日本で普通に処方・販売されている薬でも、タイでは成分によって麻薬・向精神薬などの規制対象になる可能性があります。商品名だけで「市販薬だから大丈夫」「処方箋があれば必ず大丈夫」と判断できません。
安全な確認順は、有効成分の一般名を特定→Thai FDA公式チェッカーで区分確認→数量と滞在日数を照合→必要書類・許可を準備です。本記事は医療・法律上の個別判断ではなく、公式確認へ進むための手順です。
1. 商品名ではなく有効成分を調べる
薬の外箱、添付文書、処方明細で一般名(generic name)と1錠あたりの含有量を確認します。同じ商品名でも国や剤形で成分が異なる可能性があります。複数成分の薬は、すべての成分を確認してください。
不明な場合は自己翻訳せず、処方した医師または薬剤師に英文の成分名を確認します。
2. Thai FDAの旅行者用チェッカーを使う
Thai FDAの「Check the Drug」ページで成分を検索し、規制区分を確認します。検索結果が出ないことは、持込可能の保証ではありません。表記揺れや塩の形などもあるため、判断できない場合はThai FDAへ問い合わせます。
規制区分によって、持込可能な日数、医師の証明、事前許可の要否が異なります。旅行日数ではなく「持参する数量が何日分に相当するか」も確認します。
3. 必要書類を早めに用意する
規制対象や処方薬では、患者名、診断・治療目的、薬の一般名、用量、必要日数、処方医情報を示す英文書類が求められることがあります。薬は元の容器・包装で持ち、ラベルと書類を対応させます。
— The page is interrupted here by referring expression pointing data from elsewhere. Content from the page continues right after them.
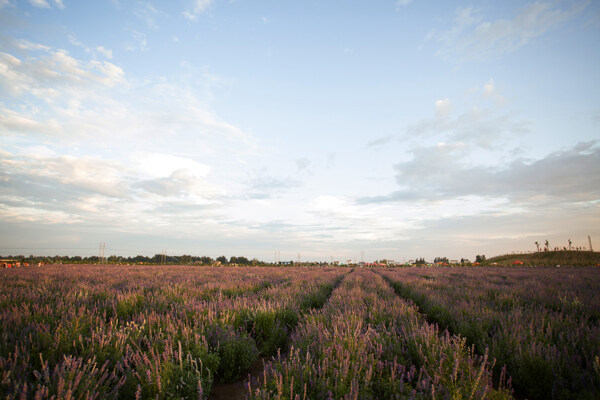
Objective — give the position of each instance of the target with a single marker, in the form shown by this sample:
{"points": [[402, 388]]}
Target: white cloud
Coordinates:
{"points": [[473, 37], [139, 43], [198, 7], [105, 52], [157, 165], [443, 107], [39, 3], [444, 172], [402, 3], [147, 13]]}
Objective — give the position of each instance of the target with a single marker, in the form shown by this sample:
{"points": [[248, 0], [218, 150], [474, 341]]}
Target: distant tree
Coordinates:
{"points": [[222, 259], [206, 260], [239, 260]]}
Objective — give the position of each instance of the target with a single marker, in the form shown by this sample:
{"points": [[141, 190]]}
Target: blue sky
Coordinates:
{"points": [[400, 129]]}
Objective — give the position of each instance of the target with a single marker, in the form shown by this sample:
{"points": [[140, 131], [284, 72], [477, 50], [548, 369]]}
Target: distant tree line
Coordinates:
{"points": [[139, 259]]}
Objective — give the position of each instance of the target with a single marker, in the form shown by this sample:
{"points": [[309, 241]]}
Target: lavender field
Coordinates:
{"points": [[177, 332]]}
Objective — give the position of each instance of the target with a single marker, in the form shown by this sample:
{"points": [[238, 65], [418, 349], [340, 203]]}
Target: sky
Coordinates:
{"points": [[311, 130]]}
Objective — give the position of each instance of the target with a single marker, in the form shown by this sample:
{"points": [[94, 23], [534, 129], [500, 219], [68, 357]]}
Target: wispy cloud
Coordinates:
{"points": [[45, 4], [49, 87], [441, 172], [473, 37], [198, 7]]}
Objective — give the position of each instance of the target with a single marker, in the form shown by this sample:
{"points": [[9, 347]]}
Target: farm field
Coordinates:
{"points": [[94, 332]]}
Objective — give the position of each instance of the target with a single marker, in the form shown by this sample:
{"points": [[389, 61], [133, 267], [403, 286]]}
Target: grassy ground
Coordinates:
{"points": [[549, 258]]}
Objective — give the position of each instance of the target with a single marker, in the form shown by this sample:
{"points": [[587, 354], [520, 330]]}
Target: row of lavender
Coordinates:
{"points": [[368, 343], [91, 332], [543, 324]]}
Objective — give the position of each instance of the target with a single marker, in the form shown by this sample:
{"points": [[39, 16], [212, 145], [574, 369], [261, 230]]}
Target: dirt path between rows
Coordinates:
{"points": [[238, 390]]}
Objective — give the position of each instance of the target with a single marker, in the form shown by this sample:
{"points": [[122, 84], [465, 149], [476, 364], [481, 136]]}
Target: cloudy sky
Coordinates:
{"points": [[395, 129]]}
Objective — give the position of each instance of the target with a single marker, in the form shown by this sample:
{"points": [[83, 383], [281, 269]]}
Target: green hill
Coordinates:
{"points": [[549, 258]]}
Thai FDAの案内では、許可が必要な区分・数量について渡航前の申請期間が必要です。直前では間に合わない可能性があるため、少なくとも数週間前から確認を始め、公式案内にある申請期限を守ります。
4. 機内持込と温度管理も別に確認
法的な持込可否と、航空保安・保管条件は別問題です。注射器、液体薬、保冷剤は航空会社と出発空港のルールを確認します。温度管理が必要な薬は、医療機関・薬剤師・航空会社に相談し、預け荷物へ入れるリスクも検討してください。
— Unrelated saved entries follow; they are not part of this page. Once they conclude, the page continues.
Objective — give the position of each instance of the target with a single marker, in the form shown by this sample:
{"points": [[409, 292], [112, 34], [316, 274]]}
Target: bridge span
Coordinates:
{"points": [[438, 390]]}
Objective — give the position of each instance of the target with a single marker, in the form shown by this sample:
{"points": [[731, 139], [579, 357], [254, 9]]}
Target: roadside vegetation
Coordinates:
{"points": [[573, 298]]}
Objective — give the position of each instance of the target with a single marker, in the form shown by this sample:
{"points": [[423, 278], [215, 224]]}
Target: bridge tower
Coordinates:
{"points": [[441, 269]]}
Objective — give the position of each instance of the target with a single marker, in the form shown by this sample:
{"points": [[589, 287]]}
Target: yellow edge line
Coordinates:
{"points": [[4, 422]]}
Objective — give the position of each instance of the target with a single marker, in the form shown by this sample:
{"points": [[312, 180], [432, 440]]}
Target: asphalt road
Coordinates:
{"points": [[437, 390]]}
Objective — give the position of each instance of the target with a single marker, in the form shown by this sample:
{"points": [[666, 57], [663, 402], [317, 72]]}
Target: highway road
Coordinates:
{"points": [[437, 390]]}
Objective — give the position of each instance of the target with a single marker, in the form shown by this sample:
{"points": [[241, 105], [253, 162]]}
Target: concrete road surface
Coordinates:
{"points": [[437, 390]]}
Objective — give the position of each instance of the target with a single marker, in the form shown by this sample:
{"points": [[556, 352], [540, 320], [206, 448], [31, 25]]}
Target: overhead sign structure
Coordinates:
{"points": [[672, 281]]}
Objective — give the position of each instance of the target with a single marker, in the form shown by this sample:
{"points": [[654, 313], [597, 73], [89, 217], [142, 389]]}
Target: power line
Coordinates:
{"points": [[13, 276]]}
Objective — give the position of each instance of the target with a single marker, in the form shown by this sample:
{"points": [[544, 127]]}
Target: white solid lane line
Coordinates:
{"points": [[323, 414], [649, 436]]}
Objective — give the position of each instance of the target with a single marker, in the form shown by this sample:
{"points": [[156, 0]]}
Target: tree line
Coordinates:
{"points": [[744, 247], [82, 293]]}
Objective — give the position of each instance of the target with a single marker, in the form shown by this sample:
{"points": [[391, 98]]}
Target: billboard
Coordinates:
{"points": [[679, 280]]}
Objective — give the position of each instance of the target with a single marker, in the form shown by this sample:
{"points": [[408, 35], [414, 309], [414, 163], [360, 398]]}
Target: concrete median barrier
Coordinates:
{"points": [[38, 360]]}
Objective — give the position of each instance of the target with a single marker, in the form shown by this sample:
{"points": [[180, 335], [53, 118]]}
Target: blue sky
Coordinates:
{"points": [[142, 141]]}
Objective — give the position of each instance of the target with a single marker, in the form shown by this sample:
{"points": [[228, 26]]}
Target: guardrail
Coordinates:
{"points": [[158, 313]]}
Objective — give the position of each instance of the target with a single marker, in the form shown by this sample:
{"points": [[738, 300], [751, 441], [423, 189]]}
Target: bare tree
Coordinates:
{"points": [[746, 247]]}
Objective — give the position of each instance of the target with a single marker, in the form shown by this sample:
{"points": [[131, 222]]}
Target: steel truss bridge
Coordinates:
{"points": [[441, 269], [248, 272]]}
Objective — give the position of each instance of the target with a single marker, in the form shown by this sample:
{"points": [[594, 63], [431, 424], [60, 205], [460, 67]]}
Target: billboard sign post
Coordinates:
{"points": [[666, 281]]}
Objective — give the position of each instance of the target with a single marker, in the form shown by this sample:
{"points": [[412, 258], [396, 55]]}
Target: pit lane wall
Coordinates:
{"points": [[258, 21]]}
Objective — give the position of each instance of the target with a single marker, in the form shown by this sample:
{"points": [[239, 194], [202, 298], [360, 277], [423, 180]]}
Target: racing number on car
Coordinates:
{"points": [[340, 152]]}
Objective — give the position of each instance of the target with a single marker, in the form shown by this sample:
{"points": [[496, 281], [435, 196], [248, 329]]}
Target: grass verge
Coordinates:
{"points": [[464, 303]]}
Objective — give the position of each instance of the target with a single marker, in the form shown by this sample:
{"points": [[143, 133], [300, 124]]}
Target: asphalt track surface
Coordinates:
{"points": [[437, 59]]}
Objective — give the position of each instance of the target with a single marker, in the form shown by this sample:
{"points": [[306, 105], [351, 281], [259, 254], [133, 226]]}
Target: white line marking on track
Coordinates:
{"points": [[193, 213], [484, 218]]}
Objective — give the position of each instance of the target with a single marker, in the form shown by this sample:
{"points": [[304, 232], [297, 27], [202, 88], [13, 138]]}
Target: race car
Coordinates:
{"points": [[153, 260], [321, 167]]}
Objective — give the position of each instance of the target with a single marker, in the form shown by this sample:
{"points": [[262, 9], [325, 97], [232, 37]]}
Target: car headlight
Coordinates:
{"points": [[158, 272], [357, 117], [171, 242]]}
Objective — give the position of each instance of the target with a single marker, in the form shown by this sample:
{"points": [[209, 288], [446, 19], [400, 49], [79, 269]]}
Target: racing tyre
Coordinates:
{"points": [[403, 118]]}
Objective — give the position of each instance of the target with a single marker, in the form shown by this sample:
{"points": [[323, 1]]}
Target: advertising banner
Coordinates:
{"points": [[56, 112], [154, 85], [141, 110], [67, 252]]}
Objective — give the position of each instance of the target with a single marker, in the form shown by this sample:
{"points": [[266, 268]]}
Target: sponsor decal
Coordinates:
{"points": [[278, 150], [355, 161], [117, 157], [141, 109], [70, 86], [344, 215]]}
現地で同じ薬が買えるとは限りません。紛失時に備え、成分名、用量、処方医連絡先を紙と端末の両方に控えます。
持込を自己判断しない方がよいケース
- 成分の一般名が分からない
- チェッカーで結果が出ない、または複数候補が出る
- 30日を超える量を持参したい
- 麻薬・向精神薬に該当する可能性がある
- 注射薬、注射器、医療機器を伴う
この場合はThai FDAへ直接確認し、回答記録を保管します。薬を急に中断する判断はせず、処方医にも相談してください。
FAQ
日本語の処方箋だけで大丈夫ですか?
係員が内容を確認できる英文書類が必要になる可能性があります。Thai FDAの区分別要件を確認し、医療機関へ早めに依頼してください。
30日分以内ならどの薬でも許可不要ですか?
いいえ。規制区分で要件が異なります。日数だけで判断せず、成分を公式チェッカーで確認してください。
サプリメントも同じですか?
医薬品とは区分が異なる可能性があります。成分・数量・用途をThai FDAのhealth products案内で確認します。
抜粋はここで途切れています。